I missed Lammas this year. Well, I didn’t miss it, but I meant to post something about it on August 1 or 2, and now I’m a bit late. So this shall be a remembrance of Lammas, which is also known as Lughnasa, or in our modern world “the August bank holiday” in nations that were once part of the British empire, like Australia and Canada.
But what Lammas was and could be again is a First Fruits Festival—a celebration of the time when the harvest really gets rolling. Lughnasa is its Irish name, which comes from the Celtic sun god, Lugh. Lammas is actually the Christian name of the festival, from “Loaf-Mass,” because loaves of bread were baked from the first grain gleaned from the fields around this time.
In its pagan incarnation, it was a jolly Irish wake for Lugh, because the sun begins to get scarce again after the summer solstice. If you remember the old Traffic song “John Barleycorn Must Die,” there’s something of the same theme in it: the first of the grain is milled and baked into a loaf (or fermented and distilled into a cheering beverage). John Barleycorn dies so the people who depend on the grain can live through the winter.
So, it’s a holiday with some sad connotations, a time when we begin to say farewell to the warm growing season. But it’s not the end (that’s Samhain, or Hallowe’en, as we call it now) and there's still plenty of warmth and harvest left to come.
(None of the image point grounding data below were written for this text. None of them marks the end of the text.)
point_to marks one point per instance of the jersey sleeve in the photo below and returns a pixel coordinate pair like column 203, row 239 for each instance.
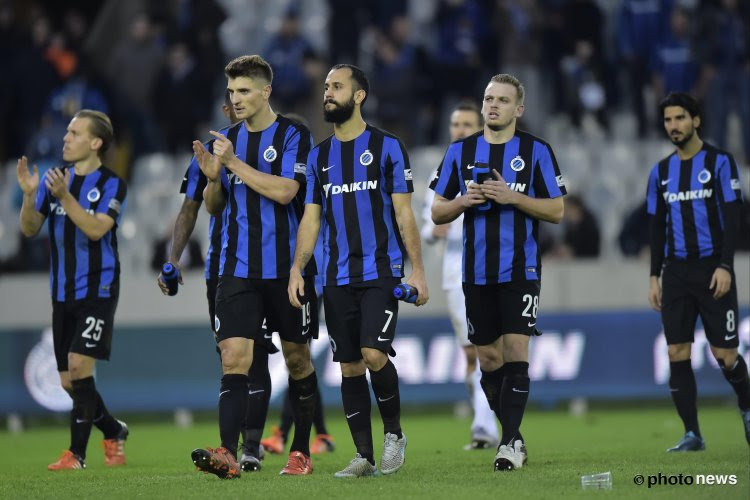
column 548, row 181
column 445, row 182
column 313, row 191
column 728, row 178
column 398, row 176
column 41, row 204
column 113, row 199
column 652, row 191
column 296, row 149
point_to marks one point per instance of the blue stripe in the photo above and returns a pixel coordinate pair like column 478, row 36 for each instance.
column 240, row 195
column 108, row 256
column 335, row 177
column 82, row 241
column 675, row 213
column 507, row 214
column 700, row 212
column 364, row 209
column 267, row 207
column 481, row 155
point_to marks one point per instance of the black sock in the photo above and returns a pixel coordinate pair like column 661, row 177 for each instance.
column 513, row 397
column 105, row 422
column 319, row 419
column 385, row 387
column 302, row 395
column 355, row 394
column 258, row 396
column 232, row 409
column 82, row 415
column 684, row 394
column 287, row 417
column 738, row 377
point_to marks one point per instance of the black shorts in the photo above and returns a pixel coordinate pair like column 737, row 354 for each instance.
column 83, row 327
column 497, row 309
column 361, row 315
column 685, row 295
column 244, row 306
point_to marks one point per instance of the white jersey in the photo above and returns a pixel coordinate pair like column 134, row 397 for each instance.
column 454, row 243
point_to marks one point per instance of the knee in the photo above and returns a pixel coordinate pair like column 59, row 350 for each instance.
column 235, row 361
column 679, row 352
column 374, row 359
column 298, row 362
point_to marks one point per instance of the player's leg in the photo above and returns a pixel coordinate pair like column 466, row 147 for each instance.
column 378, row 327
column 343, row 320
column 679, row 312
column 296, row 328
column 720, row 318
column 259, row 395
column 239, row 316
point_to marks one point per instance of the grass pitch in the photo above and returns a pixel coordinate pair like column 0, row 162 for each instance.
column 561, row 447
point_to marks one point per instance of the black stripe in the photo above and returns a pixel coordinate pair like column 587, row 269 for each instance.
column 663, row 175
column 382, row 261
column 230, row 255
column 353, row 231
column 282, row 232
column 518, row 269
column 712, row 209
column 492, row 221
column 95, row 247
column 70, row 241
column 468, row 152
column 686, row 208
column 254, row 234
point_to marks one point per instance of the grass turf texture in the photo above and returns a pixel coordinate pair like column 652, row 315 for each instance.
column 561, row 449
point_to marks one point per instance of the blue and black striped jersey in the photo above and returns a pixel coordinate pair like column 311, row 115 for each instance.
column 500, row 243
column 192, row 186
column 693, row 194
column 353, row 182
column 82, row 268
column 260, row 235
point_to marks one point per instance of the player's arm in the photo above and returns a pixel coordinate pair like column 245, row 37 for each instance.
column 407, row 226
column 31, row 219
column 445, row 210
column 210, row 165
column 93, row 226
column 546, row 209
column 656, row 205
column 307, row 236
column 279, row 189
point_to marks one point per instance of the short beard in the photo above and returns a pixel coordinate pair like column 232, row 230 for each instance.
column 339, row 114
column 681, row 142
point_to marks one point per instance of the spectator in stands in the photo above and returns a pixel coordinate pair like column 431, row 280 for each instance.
column 580, row 232
column 641, row 26
column 295, row 64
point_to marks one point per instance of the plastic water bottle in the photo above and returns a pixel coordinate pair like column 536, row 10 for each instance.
column 407, row 293
column 170, row 275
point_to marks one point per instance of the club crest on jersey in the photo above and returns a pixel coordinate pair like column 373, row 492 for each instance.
column 94, row 195
column 704, row 176
column 269, row 154
column 366, row 158
column 517, row 164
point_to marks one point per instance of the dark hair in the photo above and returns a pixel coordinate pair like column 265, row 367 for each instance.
column 469, row 106
column 683, row 100
column 99, row 126
column 359, row 77
column 249, row 66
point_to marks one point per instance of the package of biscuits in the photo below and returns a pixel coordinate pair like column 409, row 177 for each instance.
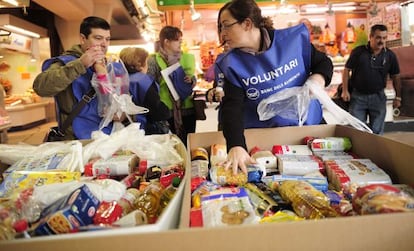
column 68, row 213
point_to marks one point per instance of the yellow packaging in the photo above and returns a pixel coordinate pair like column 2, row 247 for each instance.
column 18, row 181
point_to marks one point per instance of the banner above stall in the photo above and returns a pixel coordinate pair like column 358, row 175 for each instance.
column 178, row 4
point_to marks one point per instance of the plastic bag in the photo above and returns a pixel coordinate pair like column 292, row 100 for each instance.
column 291, row 103
column 113, row 95
column 342, row 116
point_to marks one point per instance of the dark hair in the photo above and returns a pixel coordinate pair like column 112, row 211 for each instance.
column 134, row 58
column 379, row 27
column 242, row 9
column 170, row 33
column 93, row 22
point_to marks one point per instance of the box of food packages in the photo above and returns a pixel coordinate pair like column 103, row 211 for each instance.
column 391, row 231
column 75, row 212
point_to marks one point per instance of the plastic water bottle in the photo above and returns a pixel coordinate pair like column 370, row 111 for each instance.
column 149, row 200
column 169, row 192
column 105, row 89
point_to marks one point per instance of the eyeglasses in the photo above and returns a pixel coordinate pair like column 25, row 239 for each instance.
column 224, row 27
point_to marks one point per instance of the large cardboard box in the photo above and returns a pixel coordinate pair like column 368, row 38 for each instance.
column 375, row 232
column 169, row 219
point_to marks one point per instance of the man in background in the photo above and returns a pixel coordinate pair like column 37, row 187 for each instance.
column 68, row 79
column 369, row 66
In fact, it’s the perfect time to think about how to preserve all the goodness of summer fruits and vegetables for winter.
Let’s call it Lammas Week, time to start (if you haven't yet) pickling, canning, preserving, fermenting, blanching, freezing, and otherwise keeping John Barleycorn and his cousins, Tim Tomato and Gina Green Bean and Polly Pepper, all alive in our memories as well as in our freezers and pantries for many, many months to come.